Republicans think the voter is an individual, who in the best case ought to cast his vote in person for whatever candidate, or party, or propositions, he so chooses. Democrats think increasingly that individuals cast, in effect, a vote on behalf of the group or groups they presumptively represent; individual suffrage is a means to an effective group or bloc vote. On the one hand, to quarrel over the registration of a black or Hispanic or LGBTQ voter, or over the signature or date on a mail-in ballot, is therefore ipso facto racism, because it risks impeding or reducing the bloc vote. On the other, to empower the group vote by allowing the ballot to be collected by harvesters or from conveniently located drop boxes, or to be counted without being sure who actually cast it, is not courting corruption but advancing justice.
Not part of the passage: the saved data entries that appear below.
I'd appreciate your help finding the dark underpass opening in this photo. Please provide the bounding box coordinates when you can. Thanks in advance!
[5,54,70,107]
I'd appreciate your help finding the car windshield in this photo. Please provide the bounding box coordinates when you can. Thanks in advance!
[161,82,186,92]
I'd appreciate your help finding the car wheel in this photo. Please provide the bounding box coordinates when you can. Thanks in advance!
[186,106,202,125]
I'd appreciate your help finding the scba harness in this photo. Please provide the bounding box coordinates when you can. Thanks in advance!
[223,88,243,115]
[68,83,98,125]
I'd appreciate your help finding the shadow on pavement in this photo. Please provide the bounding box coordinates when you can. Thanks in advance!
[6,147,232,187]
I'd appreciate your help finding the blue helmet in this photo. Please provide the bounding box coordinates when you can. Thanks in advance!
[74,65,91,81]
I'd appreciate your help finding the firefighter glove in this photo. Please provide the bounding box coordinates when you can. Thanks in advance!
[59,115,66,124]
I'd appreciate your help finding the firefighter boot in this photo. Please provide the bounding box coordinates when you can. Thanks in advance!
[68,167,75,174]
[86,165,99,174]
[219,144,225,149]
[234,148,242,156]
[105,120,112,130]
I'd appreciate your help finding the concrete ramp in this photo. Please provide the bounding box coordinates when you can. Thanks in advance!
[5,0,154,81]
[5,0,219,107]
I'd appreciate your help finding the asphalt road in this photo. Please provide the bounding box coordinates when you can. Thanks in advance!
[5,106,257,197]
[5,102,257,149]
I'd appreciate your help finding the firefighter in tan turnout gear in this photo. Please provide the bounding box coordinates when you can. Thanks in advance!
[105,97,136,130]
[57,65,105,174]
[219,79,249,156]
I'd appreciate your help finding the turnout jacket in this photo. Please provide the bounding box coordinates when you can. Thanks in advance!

How much more impressive would Joe Biden’s tolerance and humility be if he had demanded in his inaugural speech a national commission of inquiry into the 2020 elections. If he’s confident he won fair and square, he has nothing to fear from the process, and much to gain in terms of an undisputed mandate and partisan reconciliation. Meanwhile, in the House and Senate, reigning Democrats give pride of place to bills to radicalize the election laws even further in their direction. Why didn’t he—why doesn’t he—come out against such measures, at least until a thorough inquiry has been held into the last election’s procedures and results?

It’s easy to talk of unity, but it’s hard to compromise when almost every issue presents you with a choice between two dueling constitutions, two visions of justice. That’s the hard truth of the Age of Biden.